Some feeders have a clear plastic front panel that allows you to tell at a glance how much food is left. This panel is often the weakest point of the feeder, so you’ll want to make sure you get something that isn’t easily shattered or removed by squirrels.
The hanging tab (or mounting piece) of a feeder takes on considerable stress. As such, it should be reinforced for durability. Many mounting areas include pre-drilled holes that accommodate the included screws or other hardware.
Many squirrel feeders have open access, so squirrels can easily reach the food. Some feeders have a hinged top that squirrels must lift to access food. The majority of traditional feeders use a lid/gravity approach where nuts or seeds fall down to replace food that is taken.
While some squirrel feeders can be found for under $10, the majority fall in the $20 to $30 range, with some feeders reaching $50 or more.
Inexpensive: Squirrel feeders that cost $10 or less tend to be simple cob feeders, often capable of only supporting one cob at a time.
Mid-range: You will find a broad range of feeders for $10 to $20. Gravity and platform feeders are common here. As the price goes up, build quality improves and capacity increases.
Expensive: For $30 and up, you will find metal squirrel feeders as well as feeders with more complex designs.
Think of the birds, too. While some squirrel feeders are designed specifically for squirrels, others also work for birds. This can be handy for those who want to feed both birds and squirrels but don’t want to buy separate feeders.
Remember the squirrel food. Unless otherwise stated, squirrel feeders do not ship with food. Factor this in as an additional cost when deciding how much to spend on a feeder.
A squirrel feeder is an economical choice. As the cost of quality bird seed can be considerably more than whole kernel corn and other squirrel favorites, picking up a dedicated squirrel feeder can actually save you money in the long run.
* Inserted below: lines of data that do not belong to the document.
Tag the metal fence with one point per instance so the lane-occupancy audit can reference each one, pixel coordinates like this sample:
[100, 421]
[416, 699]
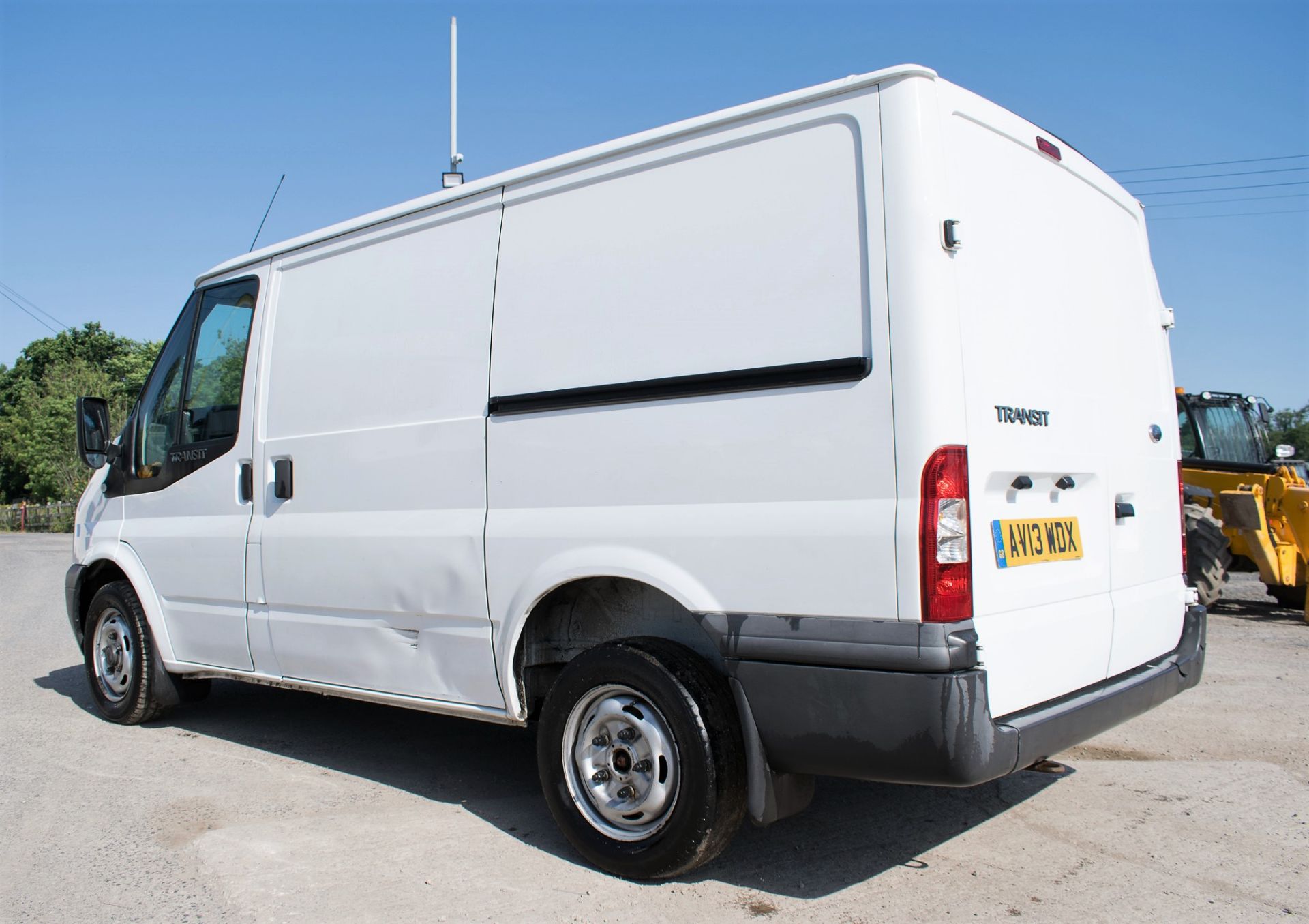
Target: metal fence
[37, 518]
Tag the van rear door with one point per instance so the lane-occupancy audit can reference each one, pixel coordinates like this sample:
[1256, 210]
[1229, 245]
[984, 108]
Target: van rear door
[1077, 576]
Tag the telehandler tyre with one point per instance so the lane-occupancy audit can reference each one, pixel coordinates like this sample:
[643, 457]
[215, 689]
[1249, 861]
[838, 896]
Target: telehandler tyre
[1207, 552]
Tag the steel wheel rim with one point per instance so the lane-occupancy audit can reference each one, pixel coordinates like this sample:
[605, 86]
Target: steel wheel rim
[621, 763]
[115, 656]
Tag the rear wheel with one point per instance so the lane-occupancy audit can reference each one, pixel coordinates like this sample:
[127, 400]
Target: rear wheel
[640, 758]
[1207, 552]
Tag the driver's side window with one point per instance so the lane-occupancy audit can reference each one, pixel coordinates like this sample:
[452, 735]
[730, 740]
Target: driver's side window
[162, 400]
[194, 393]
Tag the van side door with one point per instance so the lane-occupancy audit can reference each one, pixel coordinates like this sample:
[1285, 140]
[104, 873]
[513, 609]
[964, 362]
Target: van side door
[372, 460]
[186, 448]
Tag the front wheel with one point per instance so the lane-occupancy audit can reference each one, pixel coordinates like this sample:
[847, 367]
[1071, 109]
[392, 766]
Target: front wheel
[119, 657]
[642, 760]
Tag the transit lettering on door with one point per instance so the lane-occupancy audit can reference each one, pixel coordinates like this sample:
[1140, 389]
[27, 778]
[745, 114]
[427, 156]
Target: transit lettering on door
[1021, 415]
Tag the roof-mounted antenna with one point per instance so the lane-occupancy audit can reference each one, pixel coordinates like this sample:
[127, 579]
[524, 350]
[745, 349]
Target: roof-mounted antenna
[266, 213]
[453, 177]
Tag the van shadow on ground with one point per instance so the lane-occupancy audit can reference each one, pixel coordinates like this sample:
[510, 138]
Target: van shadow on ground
[852, 831]
[1257, 610]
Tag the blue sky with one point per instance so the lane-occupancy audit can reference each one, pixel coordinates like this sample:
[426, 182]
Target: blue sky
[139, 142]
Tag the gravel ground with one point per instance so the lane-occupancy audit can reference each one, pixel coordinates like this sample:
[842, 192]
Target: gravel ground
[273, 805]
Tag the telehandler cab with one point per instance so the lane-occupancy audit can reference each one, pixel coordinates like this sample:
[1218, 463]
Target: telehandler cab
[1246, 504]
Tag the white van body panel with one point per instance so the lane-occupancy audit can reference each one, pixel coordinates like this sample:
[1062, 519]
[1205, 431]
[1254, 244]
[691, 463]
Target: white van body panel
[721, 501]
[1059, 312]
[425, 525]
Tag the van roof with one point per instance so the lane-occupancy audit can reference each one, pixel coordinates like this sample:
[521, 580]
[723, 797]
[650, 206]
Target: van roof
[573, 159]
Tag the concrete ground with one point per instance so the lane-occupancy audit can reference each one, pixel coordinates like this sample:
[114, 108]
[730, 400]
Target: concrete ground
[270, 805]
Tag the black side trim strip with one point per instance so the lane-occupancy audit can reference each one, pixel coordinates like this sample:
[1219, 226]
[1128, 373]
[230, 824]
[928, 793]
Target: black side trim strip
[687, 387]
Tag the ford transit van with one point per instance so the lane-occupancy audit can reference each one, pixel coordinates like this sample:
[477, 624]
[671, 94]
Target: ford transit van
[826, 435]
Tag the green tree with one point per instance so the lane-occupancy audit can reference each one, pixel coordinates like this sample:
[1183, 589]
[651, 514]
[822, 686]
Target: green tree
[38, 449]
[1293, 428]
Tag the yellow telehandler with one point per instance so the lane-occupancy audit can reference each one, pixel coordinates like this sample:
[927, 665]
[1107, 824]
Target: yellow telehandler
[1246, 504]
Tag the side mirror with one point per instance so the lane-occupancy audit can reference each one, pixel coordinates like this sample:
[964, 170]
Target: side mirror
[93, 431]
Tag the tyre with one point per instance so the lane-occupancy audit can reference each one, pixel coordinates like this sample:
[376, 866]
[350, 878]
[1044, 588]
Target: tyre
[1207, 552]
[642, 761]
[1293, 599]
[119, 657]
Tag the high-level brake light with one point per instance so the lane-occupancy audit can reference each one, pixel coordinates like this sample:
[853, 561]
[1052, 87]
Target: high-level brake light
[944, 543]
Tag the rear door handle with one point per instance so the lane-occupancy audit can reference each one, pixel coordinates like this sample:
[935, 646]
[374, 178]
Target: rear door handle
[283, 481]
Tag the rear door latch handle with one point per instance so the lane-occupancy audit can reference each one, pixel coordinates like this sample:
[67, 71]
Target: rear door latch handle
[283, 482]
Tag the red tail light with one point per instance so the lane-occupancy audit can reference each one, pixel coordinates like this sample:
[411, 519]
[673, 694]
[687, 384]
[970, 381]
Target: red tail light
[1181, 509]
[946, 549]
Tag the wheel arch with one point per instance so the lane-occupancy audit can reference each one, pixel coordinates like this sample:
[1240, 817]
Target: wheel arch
[583, 612]
[121, 563]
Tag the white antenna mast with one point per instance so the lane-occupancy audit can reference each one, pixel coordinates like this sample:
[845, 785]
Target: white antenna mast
[455, 177]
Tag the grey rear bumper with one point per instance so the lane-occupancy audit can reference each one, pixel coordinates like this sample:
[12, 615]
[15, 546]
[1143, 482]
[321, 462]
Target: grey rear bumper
[936, 728]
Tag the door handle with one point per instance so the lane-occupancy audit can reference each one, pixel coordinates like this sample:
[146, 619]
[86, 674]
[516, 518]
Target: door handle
[283, 482]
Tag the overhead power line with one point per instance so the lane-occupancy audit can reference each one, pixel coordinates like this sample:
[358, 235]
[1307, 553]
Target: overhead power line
[1186, 166]
[29, 313]
[32, 304]
[1231, 215]
[1210, 202]
[1211, 176]
[1220, 189]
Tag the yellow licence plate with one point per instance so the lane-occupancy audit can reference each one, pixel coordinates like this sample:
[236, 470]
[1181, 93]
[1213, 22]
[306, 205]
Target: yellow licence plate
[1020, 542]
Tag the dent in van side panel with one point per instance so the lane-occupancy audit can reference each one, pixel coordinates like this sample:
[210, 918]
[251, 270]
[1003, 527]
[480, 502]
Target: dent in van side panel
[698, 257]
[376, 391]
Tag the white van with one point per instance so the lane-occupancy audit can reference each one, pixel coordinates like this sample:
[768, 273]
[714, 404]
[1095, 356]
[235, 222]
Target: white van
[826, 435]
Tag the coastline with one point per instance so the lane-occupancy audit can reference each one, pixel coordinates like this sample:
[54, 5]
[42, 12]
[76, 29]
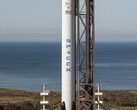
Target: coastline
[114, 99]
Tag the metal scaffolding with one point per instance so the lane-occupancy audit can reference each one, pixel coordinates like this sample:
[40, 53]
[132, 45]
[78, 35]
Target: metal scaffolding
[86, 64]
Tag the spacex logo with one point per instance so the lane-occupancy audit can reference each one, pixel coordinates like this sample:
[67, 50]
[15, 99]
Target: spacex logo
[68, 55]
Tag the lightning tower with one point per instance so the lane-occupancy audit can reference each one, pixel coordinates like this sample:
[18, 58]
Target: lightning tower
[86, 62]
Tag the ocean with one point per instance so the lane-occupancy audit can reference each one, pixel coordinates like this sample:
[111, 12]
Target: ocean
[26, 65]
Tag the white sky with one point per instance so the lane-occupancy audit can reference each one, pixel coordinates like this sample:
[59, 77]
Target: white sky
[40, 20]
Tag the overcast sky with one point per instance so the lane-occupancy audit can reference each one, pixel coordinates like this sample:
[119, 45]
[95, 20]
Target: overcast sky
[40, 20]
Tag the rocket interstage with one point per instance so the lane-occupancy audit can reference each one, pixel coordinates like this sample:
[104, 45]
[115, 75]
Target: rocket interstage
[68, 53]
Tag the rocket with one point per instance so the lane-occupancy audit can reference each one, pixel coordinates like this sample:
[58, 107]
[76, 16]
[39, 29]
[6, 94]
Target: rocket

Give the squirrels easy access. Consider hanging the feeder near a fence, ledge, or other surface so the squirrels can easily reach it.
Mount your feeder strategically. Wood and other types of feeders that could be damaged by the elements can be mounted under an eave or overhang. Station your squirrel feeder away from your bird feeders so the squirrels won’t be tempted to eat the bird food.
Q. Why is red cedar so popular in the construction of bird and squirrel feeders?
A. Used in everything from decking to feeders, red cedar is not only an attractive wood, it is also lightweight and durable. Red cedar contains natural oils that help preserve the wood and keep insects and fungus at bay. Furthermore, as a renewable resource, red cedar — and wood in general — is the preferred material for those who wish to be environmentally conscious.
Q. What do squirrels prefer to eat?
A. As notorious foragers, squirrels will eat pretty much anything. In addition to a wide variety of plant material, some squirrels turn to insects and bird eggs when the pickings become slim. Dried corn cobs, loose corn kernels, nuts, and seeds are popular options that squirrels enjoy. You could also choose to pick up a special blend, such as Audubon Park Critter Crunch, which can be used to feed not only squirrels but also birds, chipmunks, and deer.
Q. Do I need to clean a squirrel feeder?
A. While generally not needed for simple platform cob feeders, you should try to clean other types of squirrel feeders on a monthly basis, particularly if you live in a hot or humid climate. A feeder can become a breeding ground for everything from mold to insects; keeping yours clean may help keep your squirrel friends healthier.
The majority of squirrel feeders require a wipe-down with a warm, wet cloth. For feeders that need a deeper cleaning, try using some soapy water, a diluted vinegar/water solution, or even a bleach/water solution. Allow the feeder to completely dry before refilling it.